Options for treatment for acyclovir-resistant herpes in the literature are cited as being foscarnet, cidofovir, trifluridine, vidarabine, and interferon. The first two options, which are readily available within Australia, are typically only found in an intravenous preparation. Reports in the literature for the topical use of these agents do exist, but there is limited availability of these drugs in topical preparation and not much experience with their use.^8,9 Trifluridine has been reported as being an option for the treatment of acyclovir-resistant herpetic keratitis, but again its availability within Australia is limited and its efficacy is not proven.⁹ The same is the case for vidarabine. It is no longer available and requires special formulation by compounding pharmacists.

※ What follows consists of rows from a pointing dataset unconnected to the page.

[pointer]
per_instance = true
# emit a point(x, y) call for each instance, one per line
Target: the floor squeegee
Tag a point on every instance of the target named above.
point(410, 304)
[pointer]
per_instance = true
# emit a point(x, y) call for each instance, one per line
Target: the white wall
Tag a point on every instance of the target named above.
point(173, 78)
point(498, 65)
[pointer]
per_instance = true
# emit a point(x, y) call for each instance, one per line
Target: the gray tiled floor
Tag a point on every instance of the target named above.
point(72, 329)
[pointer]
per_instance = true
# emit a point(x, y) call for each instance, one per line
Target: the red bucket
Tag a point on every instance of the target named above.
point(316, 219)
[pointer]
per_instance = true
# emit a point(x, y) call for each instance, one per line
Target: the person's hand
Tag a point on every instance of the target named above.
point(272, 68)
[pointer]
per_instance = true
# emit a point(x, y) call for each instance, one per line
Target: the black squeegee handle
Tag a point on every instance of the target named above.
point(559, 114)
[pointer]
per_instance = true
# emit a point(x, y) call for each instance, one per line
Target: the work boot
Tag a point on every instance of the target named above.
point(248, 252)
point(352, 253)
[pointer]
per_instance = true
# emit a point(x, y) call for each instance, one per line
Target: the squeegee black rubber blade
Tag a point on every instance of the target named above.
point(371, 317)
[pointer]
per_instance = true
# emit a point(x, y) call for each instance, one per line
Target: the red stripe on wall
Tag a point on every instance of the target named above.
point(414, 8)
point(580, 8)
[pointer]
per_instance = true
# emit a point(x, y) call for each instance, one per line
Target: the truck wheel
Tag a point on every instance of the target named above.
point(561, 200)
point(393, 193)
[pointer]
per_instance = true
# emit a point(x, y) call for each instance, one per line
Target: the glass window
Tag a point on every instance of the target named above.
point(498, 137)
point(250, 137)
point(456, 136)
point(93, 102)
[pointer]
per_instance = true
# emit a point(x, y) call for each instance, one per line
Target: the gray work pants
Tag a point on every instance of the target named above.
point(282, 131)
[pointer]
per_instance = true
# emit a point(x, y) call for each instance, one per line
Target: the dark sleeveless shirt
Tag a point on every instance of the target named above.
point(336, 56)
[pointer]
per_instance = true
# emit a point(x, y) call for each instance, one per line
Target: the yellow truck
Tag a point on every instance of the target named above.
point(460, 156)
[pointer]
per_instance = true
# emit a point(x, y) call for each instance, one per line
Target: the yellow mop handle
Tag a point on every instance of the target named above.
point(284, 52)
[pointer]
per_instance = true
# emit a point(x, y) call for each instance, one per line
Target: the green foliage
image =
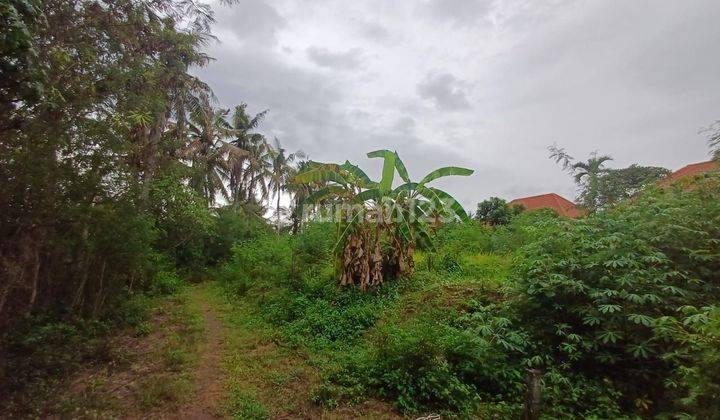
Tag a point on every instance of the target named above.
point(606, 295)
point(495, 211)
point(616, 185)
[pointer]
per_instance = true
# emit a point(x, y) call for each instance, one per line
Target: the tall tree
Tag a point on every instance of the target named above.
point(281, 172)
point(616, 185)
point(209, 154)
point(586, 174)
point(713, 132)
point(248, 173)
point(495, 211)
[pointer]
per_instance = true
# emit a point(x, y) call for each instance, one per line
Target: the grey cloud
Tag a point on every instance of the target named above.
point(253, 21)
point(445, 90)
point(459, 12)
point(635, 80)
point(348, 60)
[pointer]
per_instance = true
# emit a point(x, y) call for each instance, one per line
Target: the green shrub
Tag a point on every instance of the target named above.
point(606, 296)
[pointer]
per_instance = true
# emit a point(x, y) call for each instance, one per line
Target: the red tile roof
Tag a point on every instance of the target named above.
point(693, 169)
point(553, 201)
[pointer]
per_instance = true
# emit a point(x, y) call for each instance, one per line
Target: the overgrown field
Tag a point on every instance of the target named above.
point(618, 311)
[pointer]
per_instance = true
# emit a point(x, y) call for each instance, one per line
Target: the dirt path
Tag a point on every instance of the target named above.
point(209, 375)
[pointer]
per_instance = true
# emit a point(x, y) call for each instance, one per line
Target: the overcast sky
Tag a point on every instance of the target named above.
point(483, 84)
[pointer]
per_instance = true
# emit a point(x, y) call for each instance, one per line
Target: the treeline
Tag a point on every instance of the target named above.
point(616, 312)
point(113, 158)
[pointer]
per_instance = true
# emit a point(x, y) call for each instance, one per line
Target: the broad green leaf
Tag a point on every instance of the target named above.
point(372, 194)
point(402, 170)
point(322, 173)
point(446, 171)
point(358, 173)
point(324, 193)
point(388, 173)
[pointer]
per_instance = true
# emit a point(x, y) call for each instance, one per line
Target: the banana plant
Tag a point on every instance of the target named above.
point(376, 211)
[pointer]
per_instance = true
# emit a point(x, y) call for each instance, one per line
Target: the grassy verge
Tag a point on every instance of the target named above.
point(148, 368)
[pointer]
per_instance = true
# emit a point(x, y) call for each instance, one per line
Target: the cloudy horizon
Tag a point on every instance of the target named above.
point(483, 84)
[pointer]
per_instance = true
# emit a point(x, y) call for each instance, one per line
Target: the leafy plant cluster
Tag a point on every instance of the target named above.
point(617, 310)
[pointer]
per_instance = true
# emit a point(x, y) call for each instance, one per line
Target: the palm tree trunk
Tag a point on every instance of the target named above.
point(278, 211)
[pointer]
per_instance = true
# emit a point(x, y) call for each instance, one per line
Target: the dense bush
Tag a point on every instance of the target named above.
point(615, 296)
point(617, 310)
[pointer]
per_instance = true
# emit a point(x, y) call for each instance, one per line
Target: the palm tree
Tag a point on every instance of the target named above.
point(588, 174)
point(249, 172)
point(281, 172)
point(398, 215)
point(208, 152)
point(299, 193)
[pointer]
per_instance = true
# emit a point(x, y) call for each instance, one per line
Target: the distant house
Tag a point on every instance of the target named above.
point(692, 170)
point(562, 206)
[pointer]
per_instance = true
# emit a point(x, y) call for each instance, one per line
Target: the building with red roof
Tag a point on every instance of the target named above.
point(692, 170)
point(562, 206)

This case highlights the need to consider acyclovir-resistant herpetic disease in immunosuppressed individuals, primarily solid-organ transplant recipients. It also highlights the necessity to consider trifluridine and the importance of conducting studies on the treatment of topical foscarnet in herpetic eye disease and for a commercially available preparation to be made.

Disclosure

The authors report no conflicts of interest in this work.